11. The image processing system according to claim 10, wherein the set of patient data includes the MRR.
12. The image processing system according to claim 9, wherein the identified CMD features include one or more identified differences between the first set of captured image data and the second set of captured image data.
13. The image processing system according to claim 12, wherein the operation further comprises the processor determining vasodilatory capacity based on the one or more identified differences.
14. The image processing system according to claim 9, wherein the set of patient data includes one or more biomarkers of the patient.
15. The image processing system according to claim 9, wherein the one or more electronic images include one or more CT angiography (CCTA) images.
16. The image processing system according to claim 9, wherein the operation further comprises the processor generating a common vascular tree using the first set of captured image data and the second set of captured image data.
17. A non-temporary computer-readable medium that stores instructions for one or more processors of an image processing system to execute a computer implementation method for processing electronic images to quantify coronary microvascular disease, wherein the method is Receiving image data of one or more captured electronic images by one or more processors of an image processing system, wherein a first set of image data is captured before administering one or more drugs to the imaging target, and a second set of image data is captured after administering the one or more drugs to the imaging target, The provision of the image data and patient data set to a machine learning model by one or more processors, the machine learning model being trained to use one or more sets of collected and / or simulated image data and one or more sets of collected and / or simulated patient data to identify coronary microvascular disease (CMD) features in the captured image data and patient data set, and to output one or more CMD measurements and / or predicted CMD end types, The non-temporary computer-readable medium includes transmitting the one or more CMD measurements and / or the predicted CMD end type to a user device by the one or more processors.
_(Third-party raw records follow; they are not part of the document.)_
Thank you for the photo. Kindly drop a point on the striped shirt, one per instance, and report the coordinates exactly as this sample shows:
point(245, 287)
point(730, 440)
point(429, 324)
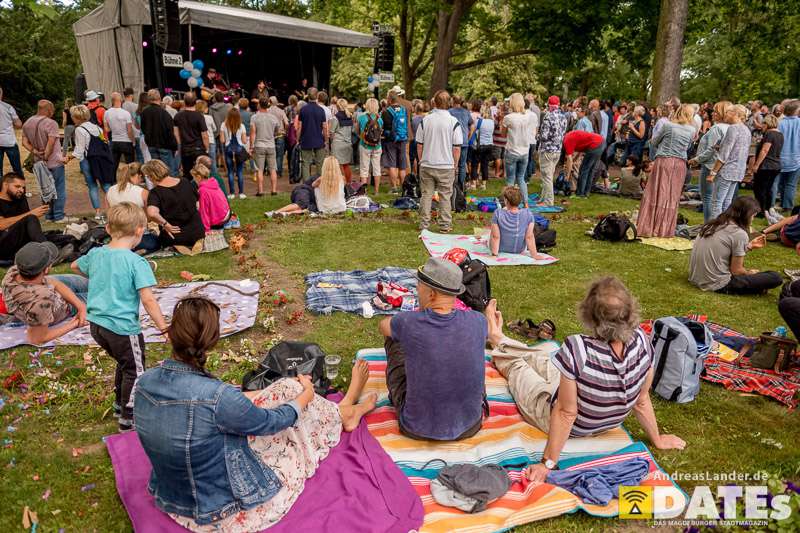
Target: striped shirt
point(608, 388)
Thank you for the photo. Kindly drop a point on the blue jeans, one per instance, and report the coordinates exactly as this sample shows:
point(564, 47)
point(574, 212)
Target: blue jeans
point(706, 193)
point(13, 158)
point(57, 206)
point(724, 191)
point(515, 166)
point(165, 156)
point(234, 168)
point(590, 159)
point(280, 150)
point(94, 191)
point(787, 184)
point(77, 284)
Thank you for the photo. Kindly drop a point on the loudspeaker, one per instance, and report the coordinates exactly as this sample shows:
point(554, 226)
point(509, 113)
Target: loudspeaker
point(165, 20)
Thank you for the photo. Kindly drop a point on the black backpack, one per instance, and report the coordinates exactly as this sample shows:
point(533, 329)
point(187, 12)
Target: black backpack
point(615, 228)
point(476, 280)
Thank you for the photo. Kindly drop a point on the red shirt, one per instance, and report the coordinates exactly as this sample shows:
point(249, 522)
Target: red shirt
point(581, 141)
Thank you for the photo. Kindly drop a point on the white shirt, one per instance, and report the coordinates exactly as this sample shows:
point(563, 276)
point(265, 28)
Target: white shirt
point(116, 120)
point(7, 117)
point(438, 133)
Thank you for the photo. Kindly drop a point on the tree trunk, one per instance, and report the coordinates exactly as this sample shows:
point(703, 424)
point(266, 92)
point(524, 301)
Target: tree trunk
point(669, 50)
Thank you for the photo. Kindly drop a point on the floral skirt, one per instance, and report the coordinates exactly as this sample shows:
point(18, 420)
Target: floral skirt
point(293, 454)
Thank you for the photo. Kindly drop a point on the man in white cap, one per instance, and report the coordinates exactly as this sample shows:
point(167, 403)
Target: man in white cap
point(435, 359)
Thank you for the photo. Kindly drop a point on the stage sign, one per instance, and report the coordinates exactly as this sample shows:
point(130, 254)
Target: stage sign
point(173, 60)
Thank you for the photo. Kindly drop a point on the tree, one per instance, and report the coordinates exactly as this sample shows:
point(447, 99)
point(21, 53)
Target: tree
point(669, 50)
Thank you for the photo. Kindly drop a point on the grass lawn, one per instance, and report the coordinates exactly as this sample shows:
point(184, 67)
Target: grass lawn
point(51, 433)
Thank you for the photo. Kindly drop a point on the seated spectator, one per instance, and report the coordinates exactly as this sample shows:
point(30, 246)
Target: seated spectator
point(49, 306)
point(512, 227)
point(223, 459)
point(327, 197)
point(19, 224)
point(435, 359)
point(589, 385)
point(172, 204)
point(213, 206)
point(717, 260)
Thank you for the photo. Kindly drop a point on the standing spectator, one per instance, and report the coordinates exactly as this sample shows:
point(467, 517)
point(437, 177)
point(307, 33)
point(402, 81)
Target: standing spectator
point(233, 140)
point(790, 154)
point(370, 128)
point(157, 129)
point(467, 127)
point(84, 131)
point(264, 128)
point(439, 141)
point(658, 213)
point(554, 126)
point(396, 123)
point(9, 121)
point(767, 166)
point(516, 127)
point(40, 135)
point(191, 133)
point(280, 137)
point(707, 154)
point(312, 130)
point(118, 127)
point(342, 138)
point(731, 163)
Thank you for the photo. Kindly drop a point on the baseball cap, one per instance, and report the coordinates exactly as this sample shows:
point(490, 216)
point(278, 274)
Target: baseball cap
point(34, 257)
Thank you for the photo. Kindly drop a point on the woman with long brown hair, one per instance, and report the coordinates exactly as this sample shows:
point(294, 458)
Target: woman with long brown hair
point(224, 460)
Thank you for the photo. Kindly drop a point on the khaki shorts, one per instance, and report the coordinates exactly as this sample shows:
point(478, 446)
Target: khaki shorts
point(265, 155)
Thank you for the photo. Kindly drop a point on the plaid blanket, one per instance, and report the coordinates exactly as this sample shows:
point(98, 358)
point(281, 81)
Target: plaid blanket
point(347, 291)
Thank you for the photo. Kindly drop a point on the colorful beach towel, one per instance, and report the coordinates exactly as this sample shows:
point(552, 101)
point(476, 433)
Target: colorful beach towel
point(331, 291)
point(237, 300)
point(438, 244)
point(504, 439)
point(356, 488)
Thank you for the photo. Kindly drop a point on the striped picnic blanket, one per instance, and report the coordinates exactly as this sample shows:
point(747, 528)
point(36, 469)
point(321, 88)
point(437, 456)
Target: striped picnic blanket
point(504, 439)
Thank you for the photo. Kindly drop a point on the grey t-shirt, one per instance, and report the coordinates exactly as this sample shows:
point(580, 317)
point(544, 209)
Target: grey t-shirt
point(710, 262)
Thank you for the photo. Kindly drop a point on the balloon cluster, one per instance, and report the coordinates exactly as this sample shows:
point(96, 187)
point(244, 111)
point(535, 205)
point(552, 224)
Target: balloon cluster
point(192, 72)
point(373, 82)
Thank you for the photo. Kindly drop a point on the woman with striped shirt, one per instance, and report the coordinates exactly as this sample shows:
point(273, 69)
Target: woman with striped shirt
point(592, 383)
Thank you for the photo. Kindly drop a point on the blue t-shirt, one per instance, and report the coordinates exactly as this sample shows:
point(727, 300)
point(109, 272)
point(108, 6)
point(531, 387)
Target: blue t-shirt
point(513, 227)
point(312, 117)
point(445, 363)
point(115, 277)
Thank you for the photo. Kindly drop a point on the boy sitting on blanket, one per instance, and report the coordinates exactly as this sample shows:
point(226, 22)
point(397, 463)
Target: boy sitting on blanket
point(435, 359)
point(118, 280)
point(49, 306)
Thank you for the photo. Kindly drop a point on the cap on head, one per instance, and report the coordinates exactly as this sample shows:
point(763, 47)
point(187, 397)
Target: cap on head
point(34, 257)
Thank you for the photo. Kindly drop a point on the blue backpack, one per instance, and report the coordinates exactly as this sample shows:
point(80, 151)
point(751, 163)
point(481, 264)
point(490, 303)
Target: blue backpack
point(399, 123)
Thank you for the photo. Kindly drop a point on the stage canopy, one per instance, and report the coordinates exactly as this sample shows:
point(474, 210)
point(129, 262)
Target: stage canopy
point(110, 37)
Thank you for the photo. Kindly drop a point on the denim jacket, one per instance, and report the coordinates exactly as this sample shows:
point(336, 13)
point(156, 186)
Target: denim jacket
point(194, 429)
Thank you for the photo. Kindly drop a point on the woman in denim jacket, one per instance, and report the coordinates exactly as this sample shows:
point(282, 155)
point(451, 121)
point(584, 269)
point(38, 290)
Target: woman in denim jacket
point(223, 460)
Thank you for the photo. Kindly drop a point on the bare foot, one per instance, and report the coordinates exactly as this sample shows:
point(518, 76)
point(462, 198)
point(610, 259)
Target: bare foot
point(357, 381)
point(352, 414)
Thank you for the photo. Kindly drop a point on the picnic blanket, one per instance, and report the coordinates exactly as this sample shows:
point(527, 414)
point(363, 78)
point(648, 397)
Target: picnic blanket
point(347, 291)
point(438, 244)
point(504, 439)
point(237, 312)
point(356, 488)
point(668, 243)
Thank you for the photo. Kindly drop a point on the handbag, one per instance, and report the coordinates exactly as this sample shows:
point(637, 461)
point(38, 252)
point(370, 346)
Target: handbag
point(289, 359)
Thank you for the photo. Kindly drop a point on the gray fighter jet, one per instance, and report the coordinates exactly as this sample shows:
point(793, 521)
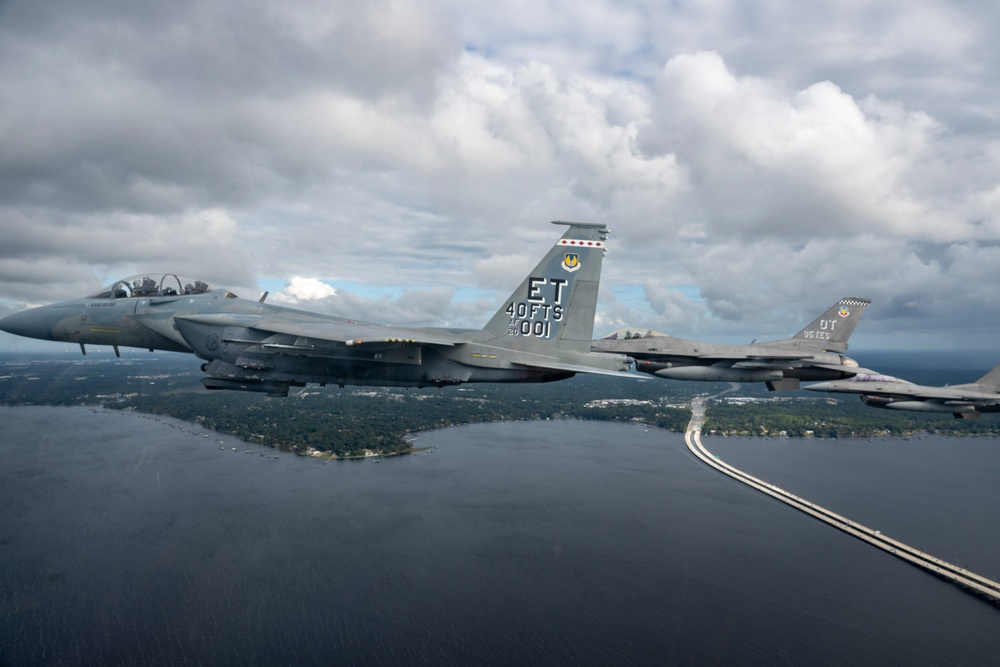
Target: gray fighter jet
point(965, 401)
point(541, 333)
point(815, 353)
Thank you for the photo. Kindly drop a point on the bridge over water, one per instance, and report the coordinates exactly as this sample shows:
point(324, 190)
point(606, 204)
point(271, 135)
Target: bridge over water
point(970, 581)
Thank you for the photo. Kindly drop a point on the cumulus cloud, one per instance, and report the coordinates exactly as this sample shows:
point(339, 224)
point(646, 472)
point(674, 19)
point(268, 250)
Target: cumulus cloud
point(754, 164)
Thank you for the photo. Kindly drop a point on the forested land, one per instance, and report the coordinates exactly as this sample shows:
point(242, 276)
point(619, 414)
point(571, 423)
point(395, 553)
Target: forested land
point(349, 421)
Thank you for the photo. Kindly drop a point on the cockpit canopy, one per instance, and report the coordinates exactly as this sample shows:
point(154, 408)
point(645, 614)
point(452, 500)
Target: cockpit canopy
point(151, 285)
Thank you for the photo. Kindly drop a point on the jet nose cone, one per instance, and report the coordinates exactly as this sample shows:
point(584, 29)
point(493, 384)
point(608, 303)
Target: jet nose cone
point(29, 323)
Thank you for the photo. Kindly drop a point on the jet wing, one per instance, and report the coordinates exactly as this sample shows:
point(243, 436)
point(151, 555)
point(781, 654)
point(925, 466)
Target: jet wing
point(336, 331)
point(557, 365)
point(788, 362)
point(355, 333)
point(756, 358)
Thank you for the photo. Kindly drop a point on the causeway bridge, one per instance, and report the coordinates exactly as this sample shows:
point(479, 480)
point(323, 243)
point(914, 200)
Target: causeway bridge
point(970, 581)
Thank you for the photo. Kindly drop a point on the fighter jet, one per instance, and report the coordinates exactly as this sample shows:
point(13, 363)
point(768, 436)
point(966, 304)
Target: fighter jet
point(541, 333)
point(815, 353)
point(965, 401)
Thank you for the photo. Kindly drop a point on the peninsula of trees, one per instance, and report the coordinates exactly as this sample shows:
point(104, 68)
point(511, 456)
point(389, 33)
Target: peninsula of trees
point(347, 422)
18. The method further comprises determining the microvascular resistance reserve (MRR) using the captured imaging data by one or more processors, according to claim 17, for a non-temporary computer-readable medium.
19. The set of patient data is a non-temporary computer-readable medium according to claim 18, including the MRR.
20. The non-temporary computer-readable medium according to claim 17, wherein the identified CMD features include one or more identified differences between the first set of captured image data and the second set of captured image data.